Walking across the smooth carpet covering the expansive second floor annex of Le Mans Hall, I
carefully stepped over the wide burgundy borders. The boarders divided the
length into stately geometric segments attempting to invoke the grandiosity of
a palatial hall. Playing my
invented game of hopping over the burgundy I simultaneously prevented an
imagined atrocity and listened to my sister. She detailed to our parents with exuberance her latest class
projects, her job cleaning the ceramic studio, and her off campus adventures.

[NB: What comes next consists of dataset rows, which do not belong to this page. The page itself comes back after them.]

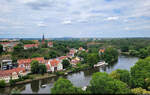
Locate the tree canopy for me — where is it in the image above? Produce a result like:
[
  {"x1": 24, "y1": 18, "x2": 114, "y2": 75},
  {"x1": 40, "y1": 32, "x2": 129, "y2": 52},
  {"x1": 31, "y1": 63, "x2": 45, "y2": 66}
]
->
[
  {"x1": 88, "y1": 72, "x2": 130, "y2": 94},
  {"x1": 62, "y1": 59, "x2": 70, "y2": 68},
  {"x1": 109, "y1": 69, "x2": 130, "y2": 84},
  {"x1": 51, "y1": 78, "x2": 84, "y2": 94}
]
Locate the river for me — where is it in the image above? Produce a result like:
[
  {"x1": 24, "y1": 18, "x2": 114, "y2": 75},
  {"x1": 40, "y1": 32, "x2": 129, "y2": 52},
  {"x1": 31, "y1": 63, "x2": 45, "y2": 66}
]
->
[{"x1": 0, "y1": 56, "x2": 138, "y2": 94}]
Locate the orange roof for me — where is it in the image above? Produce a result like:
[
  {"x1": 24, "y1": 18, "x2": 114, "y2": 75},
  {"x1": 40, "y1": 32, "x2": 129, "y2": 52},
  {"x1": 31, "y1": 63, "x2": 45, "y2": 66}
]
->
[
  {"x1": 17, "y1": 57, "x2": 45, "y2": 65},
  {"x1": 0, "y1": 42, "x2": 10, "y2": 45},
  {"x1": 48, "y1": 42, "x2": 53, "y2": 45},
  {"x1": 99, "y1": 49, "x2": 105, "y2": 53},
  {"x1": 17, "y1": 59, "x2": 31, "y2": 65},
  {"x1": 58, "y1": 56, "x2": 67, "y2": 60},
  {"x1": 79, "y1": 47, "x2": 83, "y2": 50},
  {"x1": 46, "y1": 64, "x2": 50, "y2": 70},
  {"x1": 24, "y1": 44, "x2": 38, "y2": 48},
  {"x1": 0, "y1": 67, "x2": 25, "y2": 77},
  {"x1": 50, "y1": 59, "x2": 60, "y2": 66},
  {"x1": 31, "y1": 57, "x2": 44, "y2": 62}
]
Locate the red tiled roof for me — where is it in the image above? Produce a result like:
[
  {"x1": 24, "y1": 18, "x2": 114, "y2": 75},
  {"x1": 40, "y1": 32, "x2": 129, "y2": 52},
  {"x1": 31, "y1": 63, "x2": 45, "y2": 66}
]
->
[
  {"x1": 0, "y1": 42, "x2": 10, "y2": 45},
  {"x1": 17, "y1": 59, "x2": 32, "y2": 65},
  {"x1": 48, "y1": 42, "x2": 53, "y2": 45},
  {"x1": 24, "y1": 44, "x2": 38, "y2": 48},
  {"x1": 99, "y1": 49, "x2": 105, "y2": 53},
  {"x1": 50, "y1": 59, "x2": 60, "y2": 66},
  {"x1": 17, "y1": 57, "x2": 45, "y2": 65},
  {"x1": 79, "y1": 47, "x2": 83, "y2": 50},
  {"x1": 31, "y1": 57, "x2": 44, "y2": 63},
  {"x1": 58, "y1": 56, "x2": 67, "y2": 60},
  {"x1": 46, "y1": 64, "x2": 50, "y2": 70},
  {"x1": 0, "y1": 67, "x2": 25, "y2": 77},
  {"x1": 71, "y1": 59, "x2": 79, "y2": 63}
]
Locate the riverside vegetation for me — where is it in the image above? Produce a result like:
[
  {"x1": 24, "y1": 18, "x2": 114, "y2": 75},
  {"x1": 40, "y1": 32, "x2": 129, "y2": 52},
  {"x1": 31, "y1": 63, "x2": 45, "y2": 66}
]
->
[{"x1": 0, "y1": 38, "x2": 150, "y2": 94}]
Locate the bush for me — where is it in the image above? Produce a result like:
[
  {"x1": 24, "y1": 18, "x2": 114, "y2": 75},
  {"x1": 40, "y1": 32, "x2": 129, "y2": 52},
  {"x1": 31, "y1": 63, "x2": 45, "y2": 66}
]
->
[
  {"x1": 56, "y1": 72, "x2": 64, "y2": 76},
  {"x1": 9, "y1": 79, "x2": 16, "y2": 86},
  {"x1": 0, "y1": 80, "x2": 6, "y2": 87}
]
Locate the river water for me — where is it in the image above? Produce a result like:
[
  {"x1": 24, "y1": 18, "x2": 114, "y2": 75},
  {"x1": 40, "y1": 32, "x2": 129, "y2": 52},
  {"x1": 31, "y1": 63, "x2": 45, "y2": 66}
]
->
[{"x1": 0, "y1": 56, "x2": 138, "y2": 94}]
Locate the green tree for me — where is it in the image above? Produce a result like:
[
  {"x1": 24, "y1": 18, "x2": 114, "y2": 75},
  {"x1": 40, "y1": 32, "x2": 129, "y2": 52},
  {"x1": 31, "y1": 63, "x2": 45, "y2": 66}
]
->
[
  {"x1": 121, "y1": 45, "x2": 129, "y2": 52},
  {"x1": 87, "y1": 53, "x2": 99, "y2": 67},
  {"x1": 30, "y1": 60, "x2": 47, "y2": 74},
  {"x1": 31, "y1": 53, "x2": 41, "y2": 58},
  {"x1": 102, "y1": 47, "x2": 118, "y2": 64},
  {"x1": 30, "y1": 60, "x2": 39, "y2": 74},
  {"x1": 130, "y1": 57, "x2": 150, "y2": 89},
  {"x1": 51, "y1": 78, "x2": 84, "y2": 94},
  {"x1": 139, "y1": 48, "x2": 148, "y2": 58},
  {"x1": 0, "y1": 80, "x2": 6, "y2": 87},
  {"x1": 62, "y1": 59, "x2": 70, "y2": 68},
  {"x1": 88, "y1": 72, "x2": 130, "y2": 94},
  {"x1": 131, "y1": 87, "x2": 150, "y2": 95},
  {"x1": 0, "y1": 44, "x2": 3, "y2": 54},
  {"x1": 39, "y1": 64, "x2": 47, "y2": 74},
  {"x1": 110, "y1": 69, "x2": 130, "y2": 84}
]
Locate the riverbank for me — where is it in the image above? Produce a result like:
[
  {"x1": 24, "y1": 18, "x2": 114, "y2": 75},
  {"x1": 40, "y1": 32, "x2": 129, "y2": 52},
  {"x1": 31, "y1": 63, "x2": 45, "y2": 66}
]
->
[
  {"x1": 5, "y1": 73, "x2": 57, "y2": 87},
  {"x1": 0, "y1": 56, "x2": 138, "y2": 94},
  {"x1": 5, "y1": 64, "x2": 91, "y2": 87}
]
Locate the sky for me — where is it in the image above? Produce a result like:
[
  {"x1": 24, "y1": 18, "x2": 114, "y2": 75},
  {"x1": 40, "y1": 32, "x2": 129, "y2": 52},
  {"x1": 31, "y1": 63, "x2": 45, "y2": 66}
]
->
[{"x1": 0, "y1": 0, "x2": 150, "y2": 38}]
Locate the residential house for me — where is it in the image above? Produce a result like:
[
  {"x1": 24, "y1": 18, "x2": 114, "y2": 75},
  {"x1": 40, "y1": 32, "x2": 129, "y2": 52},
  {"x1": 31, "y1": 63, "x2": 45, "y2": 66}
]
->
[
  {"x1": 1, "y1": 60, "x2": 13, "y2": 70},
  {"x1": 24, "y1": 44, "x2": 38, "y2": 49},
  {"x1": 17, "y1": 59, "x2": 32, "y2": 71},
  {"x1": 47, "y1": 42, "x2": 53, "y2": 47},
  {"x1": 46, "y1": 59, "x2": 63, "y2": 72},
  {"x1": 0, "y1": 42, "x2": 18, "y2": 52},
  {"x1": 99, "y1": 48, "x2": 105, "y2": 55},
  {"x1": 17, "y1": 57, "x2": 45, "y2": 71},
  {"x1": 0, "y1": 67, "x2": 26, "y2": 83},
  {"x1": 70, "y1": 57, "x2": 80, "y2": 66},
  {"x1": 68, "y1": 49, "x2": 78, "y2": 58},
  {"x1": 56, "y1": 56, "x2": 68, "y2": 62},
  {"x1": 79, "y1": 47, "x2": 85, "y2": 51}
]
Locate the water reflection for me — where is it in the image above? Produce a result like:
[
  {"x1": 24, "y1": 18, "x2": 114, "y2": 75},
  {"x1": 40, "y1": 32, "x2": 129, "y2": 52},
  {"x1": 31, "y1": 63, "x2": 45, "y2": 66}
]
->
[
  {"x1": 83, "y1": 68, "x2": 99, "y2": 77},
  {"x1": 31, "y1": 80, "x2": 39, "y2": 93},
  {"x1": 0, "y1": 56, "x2": 138, "y2": 94}
]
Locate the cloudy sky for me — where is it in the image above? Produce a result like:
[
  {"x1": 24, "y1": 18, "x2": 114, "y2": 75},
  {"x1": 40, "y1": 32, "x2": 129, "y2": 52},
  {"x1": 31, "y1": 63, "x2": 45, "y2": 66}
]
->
[{"x1": 0, "y1": 0, "x2": 150, "y2": 38}]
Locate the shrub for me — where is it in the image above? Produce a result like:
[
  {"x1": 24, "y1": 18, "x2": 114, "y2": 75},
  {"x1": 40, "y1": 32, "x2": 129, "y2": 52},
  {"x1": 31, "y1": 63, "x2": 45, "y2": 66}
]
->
[{"x1": 0, "y1": 80, "x2": 6, "y2": 87}]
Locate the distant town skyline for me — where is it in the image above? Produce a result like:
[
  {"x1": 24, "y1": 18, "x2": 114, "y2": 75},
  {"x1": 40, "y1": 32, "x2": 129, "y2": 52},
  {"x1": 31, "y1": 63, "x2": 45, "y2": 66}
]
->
[{"x1": 0, "y1": 0, "x2": 150, "y2": 38}]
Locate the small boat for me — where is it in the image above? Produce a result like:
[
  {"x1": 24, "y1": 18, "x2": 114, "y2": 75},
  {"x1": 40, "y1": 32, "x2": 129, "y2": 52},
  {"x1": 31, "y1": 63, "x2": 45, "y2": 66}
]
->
[{"x1": 41, "y1": 85, "x2": 46, "y2": 88}]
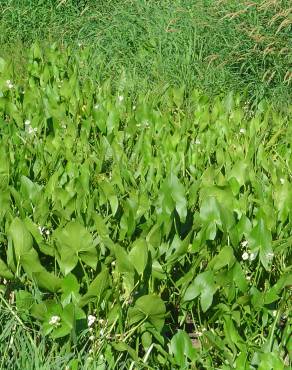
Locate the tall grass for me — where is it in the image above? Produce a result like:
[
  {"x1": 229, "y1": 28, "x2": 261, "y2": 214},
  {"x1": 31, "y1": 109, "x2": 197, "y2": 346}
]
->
[{"x1": 0, "y1": 0, "x2": 292, "y2": 105}]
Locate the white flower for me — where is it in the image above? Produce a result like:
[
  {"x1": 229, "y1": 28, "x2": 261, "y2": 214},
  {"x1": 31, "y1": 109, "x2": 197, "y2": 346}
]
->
[
  {"x1": 6, "y1": 80, "x2": 13, "y2": 89},
  {"x1": 38, "y1": 226, "x2": 45, "y2": 235},
  {"x1": 249, "y1": 252, "x2": 257, "y2": 261},
  {"x1": 241, "y1": 252, "x2": 249, "y2": 261},
  {"x1": 49, "y1": 315, "x2": 61, "y2": 325},
  {"x1": 87, "y1": 315, "x2": 96, "y2": 327},
  {"x1": 27, "y1": 126, "x2": 35, "y2": 135},
  {"x1": 267, "y1": 253, "x2": 274, "y2": 260},
  {"x1": 241, "y1": 240, "x2": 248, "y2": 248}
]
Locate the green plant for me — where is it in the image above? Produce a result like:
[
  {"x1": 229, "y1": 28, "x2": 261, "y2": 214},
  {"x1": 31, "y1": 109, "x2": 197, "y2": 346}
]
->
[{"x1": 0, "y1": 44, "x2": 292, "y2": 369}]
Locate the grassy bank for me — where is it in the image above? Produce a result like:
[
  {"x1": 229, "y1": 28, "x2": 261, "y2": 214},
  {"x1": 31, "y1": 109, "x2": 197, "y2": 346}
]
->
[{"x1": 0, "y1": 0, "x2": 292, "y2": 106}]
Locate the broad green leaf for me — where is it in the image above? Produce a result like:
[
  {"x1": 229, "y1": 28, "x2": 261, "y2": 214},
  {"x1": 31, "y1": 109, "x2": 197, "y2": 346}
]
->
[
  {"x1": 0, "y1": 258, "x2": 14, "y2": 280},
  {"x1": 8, "y1": 217, "x2": 32, "y2": 260},
  {"x1": 209, "y1": 245, "x2": 235, "y2": 271},
  {"x1": 129, "y1": 239, "x2": 148, "y2": 275},
  {"x1": 169, "y1": 330, "x2": 198, "y2": 369},
  {"x1": 79, "y1": 268, "x2": 110, "y2": 307},
  {"x1": 248, "y1": 218, "x2": 274, "y2": 270},
  {"x1": 54, "y1": 221, "x2": 98, "y2": 275},
  {"x1": 183, "y1": 271, "x2": 216, "y2": 312},
  {"x1": 128, "y1": 294, "x2": 166, "y2": 331}
]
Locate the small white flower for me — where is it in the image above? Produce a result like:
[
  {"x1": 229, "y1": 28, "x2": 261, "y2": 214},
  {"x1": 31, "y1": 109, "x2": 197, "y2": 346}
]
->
[
  {"x1": 87, "y1": 315, "x2": 96, "y2": 327},
  {"x1": 6, "y1": 80, "x2": 13, "y2": 89},
  {"x1": 249, "y1": 252, "x2": 257, "y2": 261},
  {"x1": 241, "y1": 240, "x2": 248, "y2": 248},
  {"x1": 267, "y1": 253, "x2": 274, "y2": 260},
  {"x1": 27, "y1": 126, "x2": 35, "y2": 135},
  {"x1": 241, "y1": 252, "x2": 249, "y2": 261},
  {"x1": 49, "y1": 315, "x2": 61, "y2": 325}
]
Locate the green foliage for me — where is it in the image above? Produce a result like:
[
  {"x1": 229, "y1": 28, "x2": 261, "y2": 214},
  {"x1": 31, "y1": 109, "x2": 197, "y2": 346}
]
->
[
  {"x1": 0, "y1": 0, "x2": 292, "y2": 106},
  {"x1": 0, "y1": 45, "x2": 292, "y2": 369}
]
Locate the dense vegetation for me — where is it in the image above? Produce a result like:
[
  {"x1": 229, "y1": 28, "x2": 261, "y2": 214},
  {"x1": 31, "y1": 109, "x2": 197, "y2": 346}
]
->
[{"x1": 0, "y1": 0, "x2": 292, "y2": 370}]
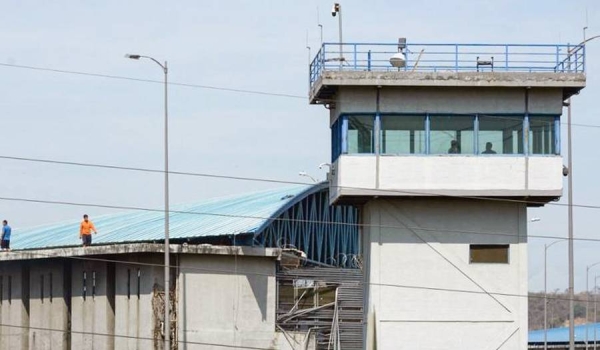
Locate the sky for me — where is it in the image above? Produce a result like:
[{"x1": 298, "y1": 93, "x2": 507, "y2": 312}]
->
[{"x1": 0, "y1": 0, "x2": 600, "y2": 291}]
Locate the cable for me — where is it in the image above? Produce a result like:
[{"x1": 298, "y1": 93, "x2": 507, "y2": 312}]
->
[
  {"x1": 0, "y1": 155, "x2": 600, "y2": 209},
  {"x1": 0, "y1": 63, "x2": 308, "y2": 100},
  {"x1": 0, "y1": 63, "x2": 600, "y2": 128},
  {"x1": 12, "y1": 249, "x2": 592, "y2": 301}
]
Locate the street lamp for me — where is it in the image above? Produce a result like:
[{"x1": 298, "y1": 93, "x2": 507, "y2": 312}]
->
[
  {"x1": 544, "y1": 239, "x2": 564, "y2": 350},
  {"x1": 566, "y1": 31, "x2": 600, "y2": 350},
  {"x1": 331, "y1": 2, "x2": 344, "y2": 70},
  {"x1": 125, "y1": 54, "x2": 171, "y2": 350}
]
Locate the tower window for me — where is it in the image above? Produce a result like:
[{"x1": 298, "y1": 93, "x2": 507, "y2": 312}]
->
[
  {"x1": 430, "y1": 116, "x2": 475, "y2": 154},
  {"x1": 380, "y1": 115, "x2": 425, "y2": 154},
  {"x1": 347, "y1": 115, "x2": 375, "y2": 154},
  {"x1": 469, "y1": 244, "x2": 509, "y2": 264},
  {"x1": 529, "y1": 117, "x2": 556, "y2": 154},
  {"x1": 478, "y1": 115, "x2": 524, "y2": 155}
]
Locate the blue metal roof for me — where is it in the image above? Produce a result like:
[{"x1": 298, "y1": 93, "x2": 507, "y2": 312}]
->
[
  {"x1": 529, "y1": 323, "x2": 600, "y2": 343},
  {"x1": 11, "y1": 183, "x2": 326, "y2": 249}
]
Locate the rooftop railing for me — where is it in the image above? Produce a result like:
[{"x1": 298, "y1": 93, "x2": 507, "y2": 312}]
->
[{"x1": 310, "y1": 43, "x2": 585, "y2": 87}]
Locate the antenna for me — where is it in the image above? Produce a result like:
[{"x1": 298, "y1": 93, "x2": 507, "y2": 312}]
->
[{"x1": 583, "y1": 7, "x2": 588, "y2": 41}]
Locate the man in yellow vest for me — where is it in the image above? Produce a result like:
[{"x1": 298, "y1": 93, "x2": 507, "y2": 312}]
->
[{"x1": 79, "y1": 214, "x2": 98, "y2": 247}]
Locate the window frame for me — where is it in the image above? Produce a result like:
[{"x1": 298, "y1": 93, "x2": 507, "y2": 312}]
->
[
  {"x1": 469, "y1": 243, "x2": 510, "y2": 265},
  {"x1": 331, "y1": 112, "x2": 561, "y2": 162}
]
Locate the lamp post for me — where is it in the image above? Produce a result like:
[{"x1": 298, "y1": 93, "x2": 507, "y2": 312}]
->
[
  {"x1": 585, "y1": 261, "x2": 600, "y2": 350},
  {"x1": 544, "y1": 239, "x2": 564, "y2": 350},
  {"x1": 125, "y1": 54, "x2": 171, "y2": 350},
  {"x1": 566, "y1": 32, "x2": 600, "y2": 350},
  {"x1": 331, "y1": 2, "x2": 344, "y2": 70}
]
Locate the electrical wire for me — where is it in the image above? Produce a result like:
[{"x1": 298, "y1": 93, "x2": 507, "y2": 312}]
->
[
  {"x1": 0, "y1": 247, "x2": 580, "y2": 301},
  {"x1": 0, "y1": 323, "x2": 273, "y2": 350},
  {"x1": 0, "y1": 63, "x2": 600, "y2": 128},
  {"x1": 0, "y1": 197, "x2": 600, "y2": 242},
  {"x1": 0, "y1": 63, "x2": 308, "y2": 100}
]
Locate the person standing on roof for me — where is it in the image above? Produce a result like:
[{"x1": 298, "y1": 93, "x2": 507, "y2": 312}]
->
[
  {"x1": 0, "y1": 220, "x2": 12, "y2": 251},
  {"x1": 79, "y1": 214, "x2": 98, "y2": 247}
]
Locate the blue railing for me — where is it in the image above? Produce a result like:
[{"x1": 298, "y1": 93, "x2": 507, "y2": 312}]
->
[{"x1": 309, "y1": 43, "x2": 585, "y2": 86}]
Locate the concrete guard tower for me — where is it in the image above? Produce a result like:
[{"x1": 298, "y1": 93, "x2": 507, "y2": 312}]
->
[{"x1": 309, "y1": 39, "x2": 585, "y2": 350}]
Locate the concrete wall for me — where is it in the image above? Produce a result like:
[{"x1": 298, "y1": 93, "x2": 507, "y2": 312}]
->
[
  {"x1": 29, "y1": 259, "x2": 71, "y2": 350},
  {"x1": 71, "y1": 260, "x2": 115, "y2": 350},
  {"x1": 330, "y1": 155, "x2": 563, "y2": 201},
  {"x1": 363, "y1": 198, "x2": 528, "y2": 350},
  {"x1": 115, "y1": 254, "x2": 164, "y2": 350},
  {"x1": 330, "y1": 86, "x2": 563, "y2": 125},
  {"x1": 0, "y1": 262, "x2": 29, "y2": 350},
  {"x1": 177, "y1": 255, "x2": 277, "y2": 350}
]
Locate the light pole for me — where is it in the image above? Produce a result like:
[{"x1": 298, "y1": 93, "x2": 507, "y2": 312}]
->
[
  {"x1": 594, "y1": 275, "x2": 600, "y2": 350},
  {"x1": 125, "y1": 54, "x2": 171, "y2": 350},
  {"x1": 585, "y1": 261, "x2": 600, "y2": 350},
  {"x1": 566, "y1": 32, "x2": 600, "y2": 350},
  {"x1": 331, "y1": 2, "x2": 344, "y2": 70},
  {"x1": 544, "y1": 239, "x2": 564, "y2": 350}
]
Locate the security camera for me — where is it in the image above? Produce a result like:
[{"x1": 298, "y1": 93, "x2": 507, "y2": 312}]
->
[{"x1": 331, "y1": 2, "x2": 340, "y2": 17}]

All of her talking halted at the presence of a dumpster which was planted at
the end of the hall. It was a
grateful receptacle into which the students tossed unwanted items after
emerging from their large flesh toned dorm rooms passing through tall
thresholds, pushing open their heaving dark doors clad with a white board
scribbled with the names of the room’s occupants and crowned with a tipsy
transom.
Into the dumpster bin, they’d toss crumpled papers, knotted
condoms wrapped in tissues, soggy ramen noodles scraped from moldy bowls, and
tags yanked from department store clothes. On top of this garbage mountain resting like the foam of fat
that hovers on the top of a brothy soup lay a large Papa John’s pizza box. Inside a cheesy Pac-man missing only
two triangles opened its mouth as if ready to gobble its cherries: a whole
container of dripping, garlic butter sauce which seeped into the cardboard
wetting it. In the corner a
discarded crust cradled a hot pepper like a sickle to its hammer. The remainder of this pie was intact
after some roommates undoubtedly regretted their midnight indulgence and
declared it garbage in order to prevent another act of beer slicked
weakness.
Into this room temperature box of morning after, my sister
who will one day fearlessly sleep on a bench overnight in Rome, spend a summer
dusting ancient artifacts while baby-sitting a professor’s pad, and meet her
future husband while skiing the Alps, lifted the cover, selected a slice, and
ate it. At once I was both
horrified and completely impressed.
This, more than anything, demonstrated the possibilities college had to
offer. My Mom who fed us
institutional, leftover tater tots rescued from the nursing home kitchen that
my Grandma worked at, gave me underwear and bras resurrected from the garbage
pails of her cleaning client, and also had us elbow deep in black trash bags
full of deceased people’s clothes trying to find funky jeans and sweaters or anything that would
freshen our wardrobes, taught us well that nothing should be wasted.
Looking back I realize my sister invented dumpster diving
well before hipsters launched the trend, and for this she will be eternally
cool.
*Disclaimer: This story is true-ish--meaning based on memory and some real events, but mixed with some fiction too.